Non sono però mancate le critiche. Alcuni recensori tedeschi hanno segnalato una certa “mistificazione poetica”, una voluta oscurità che, sebbene affascinante stilisticamente, rischia di ridurre l’efficacia argomentativa del testo. Thomas Metzinger ha osservato — non senza ironia — che “Mirandola pensa come se scrivesse versi e scrive versi come se componesse una tesi di dottorato²”. È questo d’altronde uno dei punti più dibattuti: quanto il testo riesca a essere realmente filosofico, cioè argomentativamente solido, e quanto invece abiti lo spazio di una “filosofia lirica”, al limite del teologico-letterario.
Confrontando “L’Uno Disabitato” con opere contemporanee, si possono individuare significative affinità con “Avvento dell’Ineffabile” di Andrea Tagliapietra (2022) e con “Filosofia della Soglia” di Ilaria Gaspari (2023), ma ciò che distingue Mirandola è la volontà di restituire all’Assoluto non il suo volto perduto, ma il suo silenzio attivo. Dove Tagliapietra cerca ancora categorie ontologiche per descrivere l’assoluto come surdeterminazione, e la Gaspari si sofferma sulla soglia etica del soggetto in quanto essere-nel-mondo, Mirandola abita l’interstizio puro, il non-detto che persiste nel dire; uno spazio “inoperante” in senso agambeniano.
Sul piano critico, i punti di forza del libro risiedono senza dubbio nella sua capacità di coniugare rigore teorico e sensibilità letteraria, ma anche nella sua inattualità strategica – la scelta di tematizzare l’assoluto in un contesto dominato da relativismi neo-pragmatici è un atto quasi scandaloso. Tuttavia, è proprio qui che si manifestano anche le sue fragilità: il tono cerebrale, a tratti involuto, rischia di renderlo inaccessibile al lettore non specialista. Inoltre, il rifiuto di ogni operazione concettuale sistematica produce passaggi in cui la densità semantica supera la soglia della comprensibilità, soprattutto nel penultimo capitolo, “Il Nome Inassumibile dell’Uno”, che sembra cedere alla fascinazione di un linguaggio autoreferenziale.
Nonostante questi limiti, “L’Uno Disabitato” rappresenta una delle riflessioni più originali e audaci sul tema del sacro e del fondamento in epoca post-metafisica. Chiara Mirandola riesce, con rara maestria, a pensare la rottura non come perdita ma come apertura; il venir meno dell’Assoluto non come tragedia, ma come evento fertile di riscrittura. In un momento storico in cui la filosofia sembra inchiodata allo spettro della praticabilità e della trasparenza comunicativa, Mirandola recupera il logos come tensione misterica e interrogazione abissale. Uno studio, questo, che non si lascia chiudere facilmente, e che – come ogni autentico testo filosofico – comincia davvero solo dopo l’ultima pagina.
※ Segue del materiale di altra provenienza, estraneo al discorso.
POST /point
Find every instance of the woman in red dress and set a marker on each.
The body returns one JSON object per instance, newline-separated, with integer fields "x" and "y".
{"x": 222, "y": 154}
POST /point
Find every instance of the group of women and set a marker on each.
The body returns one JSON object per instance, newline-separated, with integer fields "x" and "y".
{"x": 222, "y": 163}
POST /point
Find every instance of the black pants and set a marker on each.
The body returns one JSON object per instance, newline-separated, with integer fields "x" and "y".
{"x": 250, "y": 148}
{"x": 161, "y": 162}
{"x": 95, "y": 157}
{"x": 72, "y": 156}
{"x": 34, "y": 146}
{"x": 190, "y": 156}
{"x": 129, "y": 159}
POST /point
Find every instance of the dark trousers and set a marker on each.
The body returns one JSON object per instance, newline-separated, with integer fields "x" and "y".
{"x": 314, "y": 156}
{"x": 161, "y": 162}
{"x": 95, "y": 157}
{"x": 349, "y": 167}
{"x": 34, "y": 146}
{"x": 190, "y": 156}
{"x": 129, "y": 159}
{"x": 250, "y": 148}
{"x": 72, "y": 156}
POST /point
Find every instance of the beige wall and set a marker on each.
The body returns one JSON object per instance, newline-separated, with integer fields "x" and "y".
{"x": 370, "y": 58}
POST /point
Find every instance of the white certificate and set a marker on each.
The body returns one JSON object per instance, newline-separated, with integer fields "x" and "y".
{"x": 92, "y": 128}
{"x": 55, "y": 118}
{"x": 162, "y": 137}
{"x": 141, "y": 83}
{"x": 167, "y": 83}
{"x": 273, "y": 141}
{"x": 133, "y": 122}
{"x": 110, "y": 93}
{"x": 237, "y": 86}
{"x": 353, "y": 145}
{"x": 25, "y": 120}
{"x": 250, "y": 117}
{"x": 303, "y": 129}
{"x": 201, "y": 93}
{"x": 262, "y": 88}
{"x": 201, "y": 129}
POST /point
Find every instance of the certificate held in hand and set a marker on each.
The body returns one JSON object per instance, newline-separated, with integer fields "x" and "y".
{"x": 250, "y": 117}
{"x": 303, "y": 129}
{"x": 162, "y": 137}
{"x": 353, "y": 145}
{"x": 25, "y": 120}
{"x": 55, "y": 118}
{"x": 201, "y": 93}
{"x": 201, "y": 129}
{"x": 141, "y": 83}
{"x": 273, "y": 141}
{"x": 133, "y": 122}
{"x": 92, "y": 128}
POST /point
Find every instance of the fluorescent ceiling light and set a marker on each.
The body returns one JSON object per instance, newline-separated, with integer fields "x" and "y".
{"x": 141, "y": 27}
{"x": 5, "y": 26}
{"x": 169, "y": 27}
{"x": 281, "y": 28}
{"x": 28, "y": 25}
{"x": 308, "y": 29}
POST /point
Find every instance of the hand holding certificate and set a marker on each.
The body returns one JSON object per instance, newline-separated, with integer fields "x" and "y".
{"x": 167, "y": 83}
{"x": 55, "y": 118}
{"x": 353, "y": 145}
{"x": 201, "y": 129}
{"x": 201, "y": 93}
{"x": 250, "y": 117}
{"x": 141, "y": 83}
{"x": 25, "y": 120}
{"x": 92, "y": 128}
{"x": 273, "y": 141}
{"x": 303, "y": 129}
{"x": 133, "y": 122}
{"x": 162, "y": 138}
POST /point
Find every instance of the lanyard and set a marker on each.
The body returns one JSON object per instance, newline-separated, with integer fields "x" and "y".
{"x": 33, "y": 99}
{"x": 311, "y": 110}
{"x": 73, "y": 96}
In conclusione, “L’Uno Disabitato” non è soltanto un libro: è un varco. Con tutte le difficoltà, le opacità e le vertigini che tale varco implica. È un’opera che interroga più che rispondere, che genera pensiero invece di stabilire dottrine. Per questo motivo, il suo impatto potrebbe non essere immediato, ma destinato a una lenta e profonda sedimentazione. Un contributo raro alla letteratura filosofica contemporanea italiana, e forse il segnale – tanto fragile quanto necessario – di una rinascita dell’ontologia come desiderio inquieto.
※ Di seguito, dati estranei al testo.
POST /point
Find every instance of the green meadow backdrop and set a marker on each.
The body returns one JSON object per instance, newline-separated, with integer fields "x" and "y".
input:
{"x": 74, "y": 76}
A cura del Monaco del Libro – Dipartimento di Filosofia del Monastero della Falena Lunare
linguaggio, post-metafisica, assoluto, apofatismo, tecnica, escatologia, rizoma
—
¹ Kristeva, Julia, intervista a cura di Jürgen Habermas, in “Süddeutsche Zeitung”, aprile 2024.
² Metzinger, Thomas, “La metafisica come enigma formale”, in “Philosophie Heute”, maggio 2024.